Patton worked as a special agent at the United States Entomological Commission at Washington, D. C. from 1879 to 1881. Drawn by Patton's work in the Canadian Entomologist journal, the U. S. Entomological Commission chairman Dr. Charles Valentine Riley hired Patton as an assistant. In his work, Patton specialized in the Hymenoptera order of insects.

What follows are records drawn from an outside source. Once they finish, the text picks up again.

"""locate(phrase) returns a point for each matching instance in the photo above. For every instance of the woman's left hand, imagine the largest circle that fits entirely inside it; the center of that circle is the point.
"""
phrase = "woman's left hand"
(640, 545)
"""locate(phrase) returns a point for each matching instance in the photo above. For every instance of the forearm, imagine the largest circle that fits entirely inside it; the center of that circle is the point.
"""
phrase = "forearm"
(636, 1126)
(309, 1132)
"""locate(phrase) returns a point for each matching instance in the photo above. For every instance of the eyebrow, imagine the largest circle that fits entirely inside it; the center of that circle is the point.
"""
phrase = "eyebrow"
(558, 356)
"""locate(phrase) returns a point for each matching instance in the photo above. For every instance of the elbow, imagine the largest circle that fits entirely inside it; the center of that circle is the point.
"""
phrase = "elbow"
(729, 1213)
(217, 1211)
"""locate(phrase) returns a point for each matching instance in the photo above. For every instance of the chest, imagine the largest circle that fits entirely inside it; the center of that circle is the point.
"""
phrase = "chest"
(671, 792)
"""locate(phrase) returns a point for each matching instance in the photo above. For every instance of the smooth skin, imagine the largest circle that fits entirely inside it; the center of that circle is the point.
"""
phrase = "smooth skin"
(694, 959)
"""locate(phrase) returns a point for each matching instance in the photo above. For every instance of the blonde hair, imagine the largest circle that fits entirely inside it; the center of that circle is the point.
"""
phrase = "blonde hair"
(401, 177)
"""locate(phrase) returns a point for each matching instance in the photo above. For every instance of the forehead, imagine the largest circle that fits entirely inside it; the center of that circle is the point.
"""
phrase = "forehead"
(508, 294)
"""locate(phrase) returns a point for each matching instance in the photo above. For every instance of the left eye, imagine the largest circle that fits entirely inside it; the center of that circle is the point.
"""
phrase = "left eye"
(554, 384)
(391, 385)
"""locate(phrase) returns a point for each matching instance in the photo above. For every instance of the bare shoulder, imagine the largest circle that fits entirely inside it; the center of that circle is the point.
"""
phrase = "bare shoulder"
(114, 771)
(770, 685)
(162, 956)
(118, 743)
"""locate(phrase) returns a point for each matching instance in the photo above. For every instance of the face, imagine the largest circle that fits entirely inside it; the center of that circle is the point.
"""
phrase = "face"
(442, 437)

Patton left his work in Washington to take care of his ill father. When Patton's father died, Patton suffered from a breakdown and started acting strangely, eventually ending up as an inmate at the Hartford Retreat. Patton escaped the asylum in 1882 and showed up in Washington where Dr. Riley tried to give him a job at the U. S. Department of Agriculture. After working there for a few days and Patton started acting strangely again and Dr. Riley and Dr. Howard arranged for Patton to be taken back to the asylum in Hartford. Patton was still allowed to keep an insect collection while in the asylum.

Upon the establishment of the State Entomologist office in 1901, Patton wrote a series of letters to its new officeholder, W. E. Britton. The State Entomologist tried to schedule a meeting in Hartford for them to visit. After Patton did not show up, the State Entomologist learned weeks later about Patton's mental instability from Yerrill. Patton died in Hartford on December 26, 1918, as a result of valvular heart disease and arteriosclerosis. He was interred at Riverside Cemetery in Waterbury, Connecticut.

During his lifetime, Patton was a member of the American and British Associations for the Advancement of Science, the Entomological Society of Ontario, and the Connecticut Academy of Science. He was a fellow of the Entomological Society of London and a charter member of the Biological Society of Washington.